Taraflar arasındaki davanın yapılan muhakemesi sonunda mahalli mahkemece verilen, yukarıda tarihi ve numarası gösterilen hüküm davalı … tarafından tapu iptal ve tescil davası yönünden; davalı … tarafından ise tapu iptal ve tescil davası ile aile konutu şerhi davasına ilişkin vekalet ücreti yönünden temyiz edilmekle, evrak okunup gereği görüşülüp düşünüldü:
1-Dosyadaki yazılara, bozmaya uygun işlem ve araştırma yapılmış olmasına, delillerin takdirinde bir yanlışlık bulunmamasına ve özellikle mahkemece bozma öncesi 07.05.2015 tarihli ilk hükümde aile konutu şerhi davasının reddine karar verilmiş olduğu, davalı … lehine vekalet ücretine hükmedilmiş olduğu, tapu iptal ve tescil davası yönünden ise görevsizlik kararı verilmiş ve hükmün sadece tapu iptal tescil davası yönünden temyiz edilmiş olduğu görülmüş, taraflarca aile konutu şerhi davasına yönelik hüküm temyiz edilmeyerek kesinleştiğinden, tapu iptal ve tescil davasına yönelik yapılan bozma sonrası kurulan hükümlerde aile konutu şerhi davasına yönelik yeniden hüküm kurulması sonuca etkili bulunmadığı ve bu davaya yönelik olarak son kararda davalı … yararına vekalet ücretine hükmedilmemesinde bir isabetsizlik bulunmadığının anlaşılmasına göre davalı …’IN aile konutu şerhi davasına ilişkin vekalet ücretine yönelik temyiz itirazları yersizdir.
2-Mahkemece, davanın aile konutundan kaynaklanan tapu iptali ve tescil davası (TMK m. 194) olduğu, davacı eşin açık rızası alınmadan yapılan satış işleminin geçersiz olduğu gerekçesiyle tapu iptali ve tescil davasının kabulü ile taşınmazın davalı eş Celadet adına tapuya kayıt ve tesciline karar verilmiş,aile konutu şerhi davasının taraflar boşanmış olduğundan reddine karar verilmiş, verilen bu karar davalılar tarafından temyiz edilmiştir. Aile konutunun, hak sahibi eş tarafından devri ve konut üzerindeki hakların sınırlandırılması, diğer eşin açık rızasına bağlıdır (TMK m. 194). Bu rıza alınmadan konutla ilgili yapılan
tasarruf işlemi geçersizdir. Bu geçersizliği, rızası gereken eş, konutun bu vasfını devam ettirmesi koşuluyla ileri sürebilir.
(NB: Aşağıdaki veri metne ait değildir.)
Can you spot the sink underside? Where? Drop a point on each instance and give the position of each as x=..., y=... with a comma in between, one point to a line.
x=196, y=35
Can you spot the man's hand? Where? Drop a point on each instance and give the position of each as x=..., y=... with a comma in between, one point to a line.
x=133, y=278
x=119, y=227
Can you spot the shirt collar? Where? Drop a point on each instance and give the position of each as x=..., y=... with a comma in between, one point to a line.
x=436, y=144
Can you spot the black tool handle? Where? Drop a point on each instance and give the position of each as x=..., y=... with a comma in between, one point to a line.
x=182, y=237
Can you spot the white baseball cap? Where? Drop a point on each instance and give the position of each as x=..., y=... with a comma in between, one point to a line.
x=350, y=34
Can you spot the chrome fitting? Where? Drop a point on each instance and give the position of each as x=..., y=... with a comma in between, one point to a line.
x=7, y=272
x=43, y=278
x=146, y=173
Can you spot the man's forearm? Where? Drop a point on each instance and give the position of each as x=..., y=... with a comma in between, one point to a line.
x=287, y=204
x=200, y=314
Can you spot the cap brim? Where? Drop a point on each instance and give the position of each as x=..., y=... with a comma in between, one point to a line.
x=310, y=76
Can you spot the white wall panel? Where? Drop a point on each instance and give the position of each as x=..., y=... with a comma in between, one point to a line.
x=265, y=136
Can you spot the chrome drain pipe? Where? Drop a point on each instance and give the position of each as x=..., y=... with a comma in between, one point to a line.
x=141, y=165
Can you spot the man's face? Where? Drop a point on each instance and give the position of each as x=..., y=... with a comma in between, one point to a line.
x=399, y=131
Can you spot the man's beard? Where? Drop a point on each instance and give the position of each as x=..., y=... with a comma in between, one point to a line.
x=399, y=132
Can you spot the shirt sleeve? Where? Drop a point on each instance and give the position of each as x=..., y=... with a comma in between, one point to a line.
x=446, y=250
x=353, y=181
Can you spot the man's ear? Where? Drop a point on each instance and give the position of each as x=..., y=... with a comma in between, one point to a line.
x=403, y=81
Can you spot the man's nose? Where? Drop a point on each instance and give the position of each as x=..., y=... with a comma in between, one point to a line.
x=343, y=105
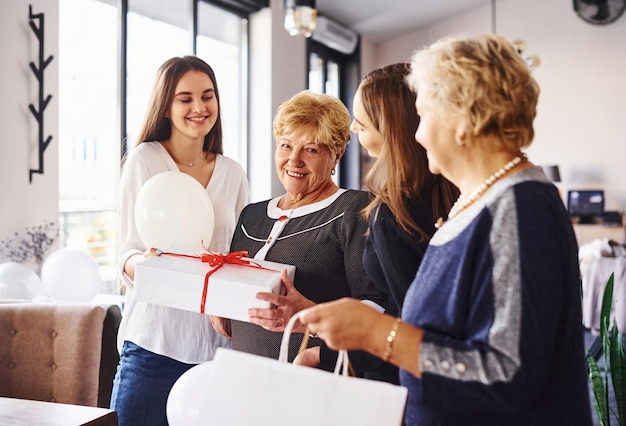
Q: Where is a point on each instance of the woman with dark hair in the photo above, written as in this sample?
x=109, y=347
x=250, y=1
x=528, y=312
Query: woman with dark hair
x=491, y=329
x=182, y=131
x=408, y=198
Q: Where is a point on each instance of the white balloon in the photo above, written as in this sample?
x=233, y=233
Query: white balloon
x=185, y=398
x=71, y=275
x=18, y=281
x=173, y=209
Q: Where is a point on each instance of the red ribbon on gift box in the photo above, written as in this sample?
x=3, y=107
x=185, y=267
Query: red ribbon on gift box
x=217, y=260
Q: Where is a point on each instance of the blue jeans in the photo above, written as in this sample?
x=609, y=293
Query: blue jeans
x=142, y=383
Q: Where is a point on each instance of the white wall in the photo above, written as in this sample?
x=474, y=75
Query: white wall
x=579, y=126
x=24, y=204
x=582, y=106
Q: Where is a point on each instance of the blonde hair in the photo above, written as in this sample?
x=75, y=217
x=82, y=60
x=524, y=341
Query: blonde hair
x=482, y=83
x=323, y=118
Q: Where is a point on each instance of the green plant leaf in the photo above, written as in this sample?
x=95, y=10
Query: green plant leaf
x=618, y=371
x=600, y=391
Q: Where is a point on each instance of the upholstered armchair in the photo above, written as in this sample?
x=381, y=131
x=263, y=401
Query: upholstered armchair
x=57, y=352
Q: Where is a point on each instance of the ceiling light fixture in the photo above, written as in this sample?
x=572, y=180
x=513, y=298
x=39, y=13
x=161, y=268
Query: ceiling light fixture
x=300, y=17
x=533, y=61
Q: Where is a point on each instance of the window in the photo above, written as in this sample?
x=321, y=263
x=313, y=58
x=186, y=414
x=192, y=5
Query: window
x=90, y=112
x=337, y=74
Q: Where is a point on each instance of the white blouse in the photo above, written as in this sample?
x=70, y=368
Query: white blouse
x=185, y=336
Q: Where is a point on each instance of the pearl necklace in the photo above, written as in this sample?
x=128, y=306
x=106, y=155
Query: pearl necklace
x=458, y=207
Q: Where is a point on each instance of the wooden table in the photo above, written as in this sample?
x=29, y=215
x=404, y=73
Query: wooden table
x=15, y=411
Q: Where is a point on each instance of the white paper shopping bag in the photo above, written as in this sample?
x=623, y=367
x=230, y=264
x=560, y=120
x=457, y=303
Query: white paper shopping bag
x=246, y=389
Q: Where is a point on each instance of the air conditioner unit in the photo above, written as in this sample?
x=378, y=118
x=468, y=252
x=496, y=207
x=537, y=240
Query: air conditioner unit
x=335, y=36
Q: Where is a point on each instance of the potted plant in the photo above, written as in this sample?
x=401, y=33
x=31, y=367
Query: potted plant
x=614, y=362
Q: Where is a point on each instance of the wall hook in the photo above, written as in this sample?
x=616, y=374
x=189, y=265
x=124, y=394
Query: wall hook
x=38, y=71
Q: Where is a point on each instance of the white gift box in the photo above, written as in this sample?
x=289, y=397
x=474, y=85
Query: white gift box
x=178, y=282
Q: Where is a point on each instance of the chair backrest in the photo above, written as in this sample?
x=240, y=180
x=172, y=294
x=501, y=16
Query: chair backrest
x=51, y=352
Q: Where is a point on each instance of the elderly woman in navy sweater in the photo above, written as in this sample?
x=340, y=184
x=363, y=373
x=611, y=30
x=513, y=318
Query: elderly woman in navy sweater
x=491, y=330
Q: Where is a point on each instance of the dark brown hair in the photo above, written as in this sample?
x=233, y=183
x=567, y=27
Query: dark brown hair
x=400, y=172
x=156, y=126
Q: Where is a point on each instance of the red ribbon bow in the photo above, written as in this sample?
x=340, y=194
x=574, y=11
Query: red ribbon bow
x=217, y=260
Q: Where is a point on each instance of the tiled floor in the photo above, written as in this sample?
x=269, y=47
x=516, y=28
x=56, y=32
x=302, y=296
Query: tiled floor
x=588, y=341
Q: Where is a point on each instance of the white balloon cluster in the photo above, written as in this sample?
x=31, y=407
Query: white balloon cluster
x=66, y=274
x=173, y=209
x=185, y=398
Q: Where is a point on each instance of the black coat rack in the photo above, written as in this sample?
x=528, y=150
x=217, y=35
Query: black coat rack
x=43, y=103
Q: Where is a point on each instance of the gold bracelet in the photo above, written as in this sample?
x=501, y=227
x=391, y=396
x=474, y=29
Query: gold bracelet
x=391, y=338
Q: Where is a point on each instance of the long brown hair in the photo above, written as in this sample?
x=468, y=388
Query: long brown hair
x=156, y=126
x=400, y=172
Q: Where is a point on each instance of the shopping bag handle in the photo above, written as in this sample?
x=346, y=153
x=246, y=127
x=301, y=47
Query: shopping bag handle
x=343, y=362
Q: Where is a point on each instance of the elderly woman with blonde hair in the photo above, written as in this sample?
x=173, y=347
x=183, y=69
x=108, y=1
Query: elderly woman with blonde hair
x=491, y=330
x=314, y=225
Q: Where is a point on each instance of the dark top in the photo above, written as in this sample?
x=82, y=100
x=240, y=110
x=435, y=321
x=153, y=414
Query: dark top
x=325, y=241
x=498, y=296
x=391, y=259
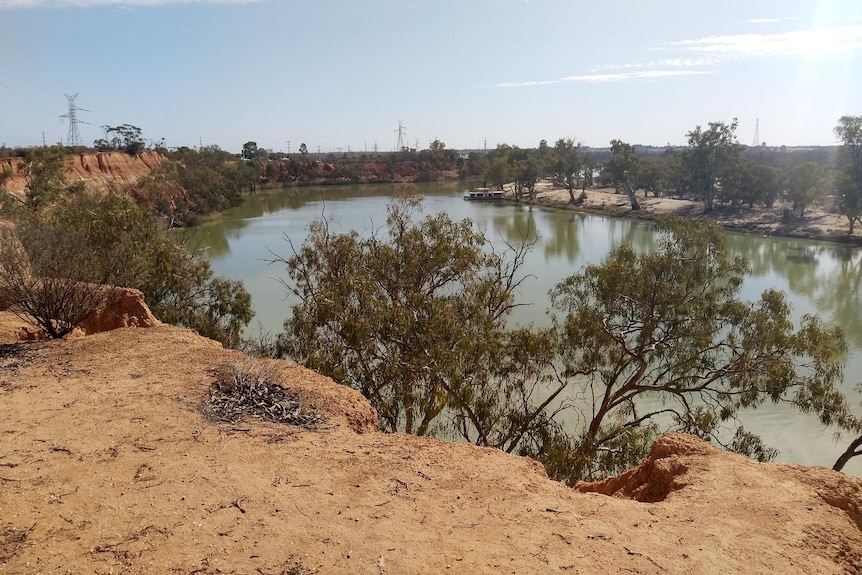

Evlilik, boşanmayla sona ermekle, Türk Medeni Kanunu’nun 194. maddesinin “aile konutuna” sağladığı koruma da sona erer ve diğer eşin rıza alınmadan yapılan tasarruf işlemi yapıldığı andan itibaren geçerlilik kazanır. Dava konusu taşınmazın eski maliki olan davalı eş Celadet ile davacının, karardan önce 21.01.2015 tarihinde kesinleşen mahkeme kararı ile boşanmış oldukları anlaşılmaktadır. Evlilik, karar tarihinden önce boşanma ile sona erdiğine göre, dava konusu taşınmaz aile konutu olmaktan artık çıkmış ve tapu iptal ve tescil davası konusuz kalmıştır. Hukuk Muhakemeleri Kanunu’nun 331/1. maddesi uyarınca davanın konusuz kalması sebebiyle esası hakkında bir karar verilmesine gerek bulunmayan hallerde hakim, davanın açıldığı tarihteki, tarafların haklılık durumuna göre vekalet ücreti ve yargılama giderlerini takdir ve tayin eder. O halde tapu iptal ve tescil davasının esası hakkında karar verilmesine yer olmadığı ve tarafların dava tarihindeki haklılık durumlarına göre yargılama giderleri ve vekalet ücreti yönünden bir karar verilmek üzere hükmün bozulması gerekmiştir.
SONUÇ: Temyiz edilen hükmün yukarıda gösterilen sebeple BOZULMASINA, bozma sebebine göre diğer itirazların şimdilik incelenmesine yer olmadığına, temyiz peşin harcının istek halinde yatıranlara geri verilmesine, işbu kararın tebliğinden itibaren 15 gün içinde karar düzeltme yolu açık olmak üzere oybirliğiyle karar verildi. 17.01.2019 (Çrş.)